Yeah, you and I never did find a combination Catholic Church and synagogue, did we?

I'd suppose it's theoretically possible to be Jewish and Christian. There was a thriving community of them--in the first couple hundred years of Christianity. (Cf. the Epistle to the Hebrews--and the ongoing debate in the very first years of the Christian Church as to whether Christian converts had to become Jewish first.) I don't remember around when the Christian Hebrew community 'dried up', and I can't find it in a quick glance at the book I thought it was in right now...

I don't think Christianity would mesh too well with modern synagogue Judaism, but I like to hope (and knowing you through your conversion and everything has led me to believe) that Judaism is about the actual study and worship of the God of Abraham, Isaac, and Jacob, and not simply defined in terms of dismissing the acceptance of Jesus of Nazareth. It would seem a little silly anyways for an ancient religion to, after thousands of years, reject its identifying characteristics and redefine itself not in terms of its history or its worship or its theology but in terms of its rejection of a later religion.

so having said all that: these folks in particular might have been hitting the Chanukah ham a little hard. A. and I have some work to do in terms of figuring out how we'll raise our still-hypothetical kids, but you're either in the Roman Catholic Church or not, and likewise you're either in the Eastern Orthodox Church or not--they'll only be receiving the Sacraments from one or the other. And an Eastern Orthodox Christian friend of mine was recently nanny for an Orthodox Jewish family, and they had quite a few ongoing jokes about 'too many Orthodox in one house'--even figuring out each others's rules was a bit of a challenge.

Peace to you, kiddo. Hope to catch up with you sometime soon.

--me

Unknown said...

I felt this was an appropriate topic for me, since I'm one of those folks raising kids with a non-Jewish spouse. And i've only been a Jew for about 2 months.

But my wife is non-religious and we're raising our kids Jewish. And I agree more--what a horrible, confusing, mixed-up message to send to kids. I think even the most liberal of liberals would agree with that.

And as far as our kids ever attending a Christian church, even if it's just a day with grandparents, is completely out of the question. And our family knows that.

I'll admit, this time of year can be rough for Jews By Choice. But whatever "interfaith" compromises are made to get through December with non-Jewish relatives, it should never involve religious confusion for the kids...

(Aside: my wife corrects be when I mention the word "interfaith" to describe our situation-- because she says there's only one faith in our family. Non-faith doesn't count as interfaith for her, I guess...

Unknown said...

I am the child of an intermarriage, raised Catholic exclusively but I am in the process of converting to Judaism and I could not agree with this more!! Raising children in two faiths, two faiths which, IMO, are completely incompatible is absolutely ridiculous!
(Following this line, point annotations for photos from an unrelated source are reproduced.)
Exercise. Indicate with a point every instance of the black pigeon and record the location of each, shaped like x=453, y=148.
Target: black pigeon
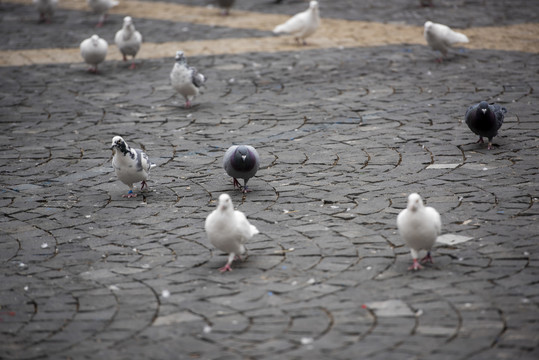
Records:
x=241, y=162
x=485, y=120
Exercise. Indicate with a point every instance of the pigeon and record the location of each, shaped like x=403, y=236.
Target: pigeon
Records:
x=419, y=226
x=485, y=120
x=440, y=37
x=228, y=229
x=186, y=79
x=93, y=50
x=130, y=165
x=128, y=40
x=241, y=161
x=101, y=7
x=225, y=5
x=46, y=9
x=301, y=25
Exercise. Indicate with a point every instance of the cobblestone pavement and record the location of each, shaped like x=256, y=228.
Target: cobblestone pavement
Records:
x=344, y=136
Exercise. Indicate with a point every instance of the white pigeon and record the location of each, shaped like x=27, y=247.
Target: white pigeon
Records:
x=440, y=37
x=301, y=25
x=419, y=226
x=185, y=79
x=46, y=9
x=101, y=7
x=228, y=229
x=94, y=50
x=130, y=165
x=128, y=40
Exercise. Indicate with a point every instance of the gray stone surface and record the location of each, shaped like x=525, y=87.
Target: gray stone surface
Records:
x=344, y=136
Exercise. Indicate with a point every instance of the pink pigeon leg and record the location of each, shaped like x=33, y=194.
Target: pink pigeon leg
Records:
x=130, y=194
x=415, y=265
x=142, y=185
x=427, y=259
x=227, y=267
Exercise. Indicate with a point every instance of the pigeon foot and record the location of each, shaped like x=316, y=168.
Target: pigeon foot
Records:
x=427, y=259
x=415, y=266
x=225, y=268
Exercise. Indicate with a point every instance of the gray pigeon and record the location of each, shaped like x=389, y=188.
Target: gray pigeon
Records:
x=485, y=120
x=419, y=226
x=225, y=5
x=185, y=79
x=241, y=161
x=228, y=229
x=131, y=165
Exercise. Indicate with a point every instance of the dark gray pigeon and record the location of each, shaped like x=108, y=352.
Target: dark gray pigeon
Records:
x=225, y=5
x=241, y=161
x=485, y=120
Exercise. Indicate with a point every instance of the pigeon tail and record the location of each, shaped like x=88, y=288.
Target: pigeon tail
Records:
x=457, y=37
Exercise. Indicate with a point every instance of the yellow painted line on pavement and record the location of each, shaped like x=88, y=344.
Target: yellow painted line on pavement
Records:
x=333, y=33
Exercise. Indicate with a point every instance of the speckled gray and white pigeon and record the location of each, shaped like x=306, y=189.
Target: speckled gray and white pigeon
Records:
x=241, y=162
x=485, y=120
x=130, y=165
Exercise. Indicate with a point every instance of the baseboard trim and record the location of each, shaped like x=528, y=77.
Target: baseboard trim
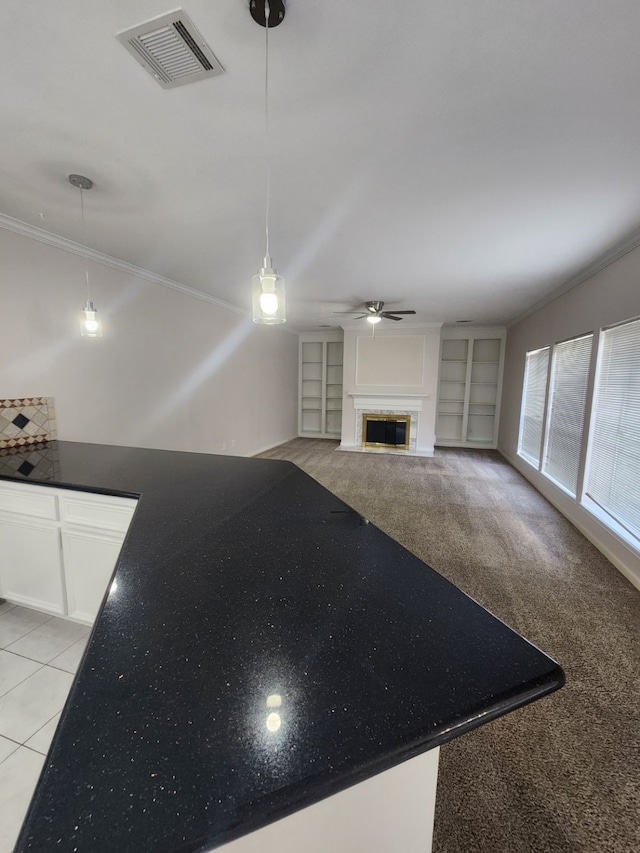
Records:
x=269, y=447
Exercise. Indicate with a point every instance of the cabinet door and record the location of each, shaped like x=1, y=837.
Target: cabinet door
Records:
x=31, y=564
x=89, y=559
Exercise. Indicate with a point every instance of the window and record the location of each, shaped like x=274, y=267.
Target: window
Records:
x=613, y=456
x=565, y=418
x=532, y=413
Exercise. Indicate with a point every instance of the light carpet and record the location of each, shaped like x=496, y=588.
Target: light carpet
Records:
x=562, y=774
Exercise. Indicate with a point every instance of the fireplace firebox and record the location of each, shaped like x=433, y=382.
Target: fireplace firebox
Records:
x=390, y=431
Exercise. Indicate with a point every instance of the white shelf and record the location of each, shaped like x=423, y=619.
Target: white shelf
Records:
x=321, y=392
x=469, y=387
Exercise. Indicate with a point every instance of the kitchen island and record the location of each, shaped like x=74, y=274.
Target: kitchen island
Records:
x=261, y=648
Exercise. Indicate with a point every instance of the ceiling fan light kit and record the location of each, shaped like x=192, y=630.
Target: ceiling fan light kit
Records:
x=374, y=312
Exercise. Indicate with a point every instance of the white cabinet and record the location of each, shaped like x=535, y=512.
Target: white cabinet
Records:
x=89, y=559
x=31, y=567
x=59, y=547
x=320, y=385
x=469, y=387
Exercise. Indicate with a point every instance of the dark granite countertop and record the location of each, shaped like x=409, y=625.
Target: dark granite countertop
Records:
x=242, y=579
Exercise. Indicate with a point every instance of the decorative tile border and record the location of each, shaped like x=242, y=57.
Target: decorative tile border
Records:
x=26, y=421
x=39, y=462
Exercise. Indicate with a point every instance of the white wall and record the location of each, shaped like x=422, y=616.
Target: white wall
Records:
x=171, y=371
x=610, y=296
x=408, y=369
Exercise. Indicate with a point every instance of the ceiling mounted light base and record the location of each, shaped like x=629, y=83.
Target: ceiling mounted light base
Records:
x=80, y=182
x=277, y=11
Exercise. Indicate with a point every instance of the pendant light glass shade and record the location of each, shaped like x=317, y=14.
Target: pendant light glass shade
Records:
x=90, y=326
x=267, y=287
x=268, y=296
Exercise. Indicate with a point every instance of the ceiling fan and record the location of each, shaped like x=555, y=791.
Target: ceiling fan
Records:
x=373, y=311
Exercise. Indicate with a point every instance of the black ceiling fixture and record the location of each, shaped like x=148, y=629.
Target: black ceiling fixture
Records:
x=373, y=311
x=276, y=12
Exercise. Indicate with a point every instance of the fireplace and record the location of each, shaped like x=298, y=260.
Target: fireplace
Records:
x=382, y=430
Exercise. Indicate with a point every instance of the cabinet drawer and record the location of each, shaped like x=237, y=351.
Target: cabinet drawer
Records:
x=101, y=511
x=35, y=501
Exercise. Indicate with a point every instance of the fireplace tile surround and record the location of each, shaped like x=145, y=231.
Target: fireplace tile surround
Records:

Fortunately for me, my parents allowed my siblings and I to choose our religious paths in adulthood while also giving us a sense of faith. I do not categorically condemn intermarriage but on the other hand it is absolutely incumbent upon the interfaith couple to have a candid discussion about religion and frankly, if they cannot come to some kind of agreement, they really shouldn't be marrying. Not to sound harsher than I probably already am, but those families who choose to raise their kids in both faiths I would argue probably lack education in both and I have to wonder, how do clergy who are put in the situation of having a congregant or congregant's child attending one religious service one day and another the next react to this? If I was ever in that position, I would step in and try to rectify it.

Chaviva Gordon-Bennett said...

Lauren, WOW! Straight from the mouths of babes. This was really great to read, and I have to say I'm stoked you're officially joining the tribe :D

Ger Toshav: Very nice response. My boyfriend is of no faith, and while I do not foresee it being a problem to raise Jewish children, I also worry about the involvement of the spousal figure in any case. Interfaith is so curious! How old are your children, by the way?